Mahder Takele Teshome ’22 is a self-designed religion and language major, an intersectional feminist, a proponent of Pan Africanism, and an advocate for human rights in training. “I've always loved languages, grew up hearing so many of them, learned a few of them and appreciate all of them. I have a very dear place for Amharic literature and music. Anything related to language fascinates me,” she says.
Teshome’s project, A Multilingual Story, is generated from sentences collected from the NYU Shanghai community, submitted in any language, dialect or accent.
“Given that NYU Shanghai is an American-Chinese university, English and Mandarin are always around. But I wanted to create a space where all the other languages of the community are recognized and celebrated,” she says. The process is about keeping a story moving while demonstrating the identities embedded in the ways people speak and write.
“Personally, it means leaving my mark in a school that is leaving its mark on me,” she says. “In the grand scheme of things, this project is how I bring my advocacy to life and part of how I grow into the linguistic anthropologist I aspire to become.”
Ryan Hoover ’22, a humanities major double-minoring in neural science and performance studies, currently in Fredericksburg, Virgina, invites the entire NYU Shanghai community to participate in his digital Gender Queer Fashion Show—an educational celebration of queerness, gender binaries, and fashion, followed by a community discussion with panelists ranging from local Drag Queens to experts in the fields of sexuality and gender.
“The celebration comes from community members’ catwalk video submissions and the education comes from the community panel discussion,” he says. “This project means a greater community acceptance of non-heteronormative presenting people. Whether that means queer, trans, non-binary, or other people I think that the NYU Shanghai community can do much more to be better at including everyone's personal gender presentation.”

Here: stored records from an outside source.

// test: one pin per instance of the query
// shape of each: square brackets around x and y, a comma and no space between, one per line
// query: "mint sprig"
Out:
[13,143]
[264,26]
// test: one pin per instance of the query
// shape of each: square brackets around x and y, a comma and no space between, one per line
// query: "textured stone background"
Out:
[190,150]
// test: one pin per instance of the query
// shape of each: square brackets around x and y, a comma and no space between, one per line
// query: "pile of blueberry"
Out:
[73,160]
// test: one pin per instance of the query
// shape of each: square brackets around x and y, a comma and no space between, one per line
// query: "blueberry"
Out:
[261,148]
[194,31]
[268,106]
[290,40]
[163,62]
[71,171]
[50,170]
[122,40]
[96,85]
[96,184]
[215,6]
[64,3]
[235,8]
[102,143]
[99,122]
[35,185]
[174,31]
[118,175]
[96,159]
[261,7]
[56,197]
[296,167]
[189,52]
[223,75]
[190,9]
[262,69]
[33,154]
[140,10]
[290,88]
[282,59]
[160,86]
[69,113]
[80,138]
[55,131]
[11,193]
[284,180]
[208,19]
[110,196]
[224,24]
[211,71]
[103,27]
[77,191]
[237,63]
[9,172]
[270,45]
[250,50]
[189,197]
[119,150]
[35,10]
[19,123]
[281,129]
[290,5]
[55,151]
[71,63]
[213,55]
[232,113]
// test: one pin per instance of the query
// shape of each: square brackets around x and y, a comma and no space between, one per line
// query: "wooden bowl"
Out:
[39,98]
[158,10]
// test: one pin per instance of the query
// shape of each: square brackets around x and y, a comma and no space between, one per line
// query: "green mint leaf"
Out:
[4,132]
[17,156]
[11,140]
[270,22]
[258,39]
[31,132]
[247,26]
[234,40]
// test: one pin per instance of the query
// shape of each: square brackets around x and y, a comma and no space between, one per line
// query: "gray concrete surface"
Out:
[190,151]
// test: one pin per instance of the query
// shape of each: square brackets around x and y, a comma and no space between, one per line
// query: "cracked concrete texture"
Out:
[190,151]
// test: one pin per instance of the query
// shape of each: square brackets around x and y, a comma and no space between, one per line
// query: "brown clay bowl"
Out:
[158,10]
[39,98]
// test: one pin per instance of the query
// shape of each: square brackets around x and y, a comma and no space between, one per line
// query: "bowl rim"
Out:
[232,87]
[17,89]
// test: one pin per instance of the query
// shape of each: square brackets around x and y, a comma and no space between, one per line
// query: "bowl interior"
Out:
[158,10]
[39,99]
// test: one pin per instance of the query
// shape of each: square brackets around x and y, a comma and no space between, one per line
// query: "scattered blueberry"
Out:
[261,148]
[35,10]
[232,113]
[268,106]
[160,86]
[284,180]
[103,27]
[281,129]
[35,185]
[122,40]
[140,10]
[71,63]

Much of Hoover’s work looks to take away the importance and emphasis that society places on gender binaries and instead shift to further sexual and gender androgyny.
“Ever since I arrived at NYU Shanghai, I've been progressively more involved with Diversity Initiatives and programming around social equity issues,” he says. “I think this program (along with LEAD) is a great next step for NYU Shanghai to start providing students a concrete platform and logistical support to advocate for diversity and social equity.”
“I have always been fascinated by social media's ability to maintain relationships and connectivity between people no matter their location,” says biology and chemistry major Tafari Fynn ’23. “This global health crisis has tested the strength and flexibility of our social networks.”
So Tafari is creating Diversity M&M (Media and Marketing), an integrated media presence to promote virtual interaction across the many modes of participating in NYU Shanghai activities this semester. Tafari says she hopes her project will provide the community with diversity-related event details, interviews and spotlight features, reading lists, and more. The goal is to unite people all around the world in diversity dialogues.
“During these times of uncertainty and distance, social media can supplement the connectedness in our relationships and discourse,” she says. “Always and forever, we are Shanghai!”